SEN. FEINSTEIN: “In talking about Medicare and Social Security, professor Mike Rappaport of the University of San Diego law wrote this: ‘It is worth remembering that these programs would never have taken their pernicious form if the Constitution’s original meaning had been followed in the first place.’ Do you agree with originalists who say that the Medicare program is unconstitutional, and if so, why?”
JUDGE BARRETT: “I’m not familiar with that article … I think I can’t answer that question in the abstract, you know, because as we’ve talked about the ‘no hints, no forecast, no previews’ rule. I also don’t know what the arguments would be. … But if I did consider it, it would be in the context of an actual case or controversy.”
In sum, the “Ginsburg Standard” is a well-established and accepted standard that a judiciary nominee should not answer questions on policies nor opine about pending cases, nor comment upon the Court’s rulings in other cases for which holdings are not absolutely settled law. Sadly and wrongly, the Senate Judiciary Committee Democrats ignored this jurisprudential axiom articulated by the late Justice Ginsburg by demanding that her successor – Judge Barrett — be of the same philosophical bent.
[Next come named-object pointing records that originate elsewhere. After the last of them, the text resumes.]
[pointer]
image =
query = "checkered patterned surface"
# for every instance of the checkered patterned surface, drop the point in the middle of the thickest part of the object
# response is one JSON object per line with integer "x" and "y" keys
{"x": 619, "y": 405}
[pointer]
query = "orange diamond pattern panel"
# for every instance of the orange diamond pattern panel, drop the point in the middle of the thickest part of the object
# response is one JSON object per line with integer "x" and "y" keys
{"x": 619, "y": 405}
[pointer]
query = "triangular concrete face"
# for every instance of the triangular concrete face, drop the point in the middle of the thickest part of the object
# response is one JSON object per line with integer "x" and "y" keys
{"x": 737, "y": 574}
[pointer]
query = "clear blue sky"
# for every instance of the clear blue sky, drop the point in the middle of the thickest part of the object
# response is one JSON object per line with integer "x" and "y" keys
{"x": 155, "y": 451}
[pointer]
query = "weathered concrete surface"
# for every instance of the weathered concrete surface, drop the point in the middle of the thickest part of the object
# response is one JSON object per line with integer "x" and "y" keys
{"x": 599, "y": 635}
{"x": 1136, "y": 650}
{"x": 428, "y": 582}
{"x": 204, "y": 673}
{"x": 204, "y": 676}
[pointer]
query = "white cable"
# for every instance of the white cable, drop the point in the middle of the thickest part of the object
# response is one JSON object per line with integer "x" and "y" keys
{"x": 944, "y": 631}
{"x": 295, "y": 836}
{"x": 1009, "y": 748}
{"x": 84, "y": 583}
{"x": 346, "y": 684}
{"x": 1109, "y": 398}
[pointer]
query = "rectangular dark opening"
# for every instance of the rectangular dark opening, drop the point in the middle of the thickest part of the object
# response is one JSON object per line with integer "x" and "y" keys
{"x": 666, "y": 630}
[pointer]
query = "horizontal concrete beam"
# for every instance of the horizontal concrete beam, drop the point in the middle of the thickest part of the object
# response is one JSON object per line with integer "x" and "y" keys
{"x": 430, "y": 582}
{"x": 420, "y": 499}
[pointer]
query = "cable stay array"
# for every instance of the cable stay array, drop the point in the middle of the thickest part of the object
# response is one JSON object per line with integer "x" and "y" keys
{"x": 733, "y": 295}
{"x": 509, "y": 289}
In short, this effort belies the hypocrisy of what the D’s have been doing during the entirety of the Judiciary Committee hearings – arguing for a liberal-conservative- swing vote ideological quota system on the Supreme Court. Indeed, arguing for a liberal justice is prima facie evidence of their duplicity. They object to Judge Amy because she is an originalist, so they want “one of their own” on the court. Beneath their rhetoric, we have witnessed a classic hypocritical attempt to politicize the Supreme Court – indeed, an effort to rewrite the constitutional purpose of our judicial system and switch it to one of allied political jurists.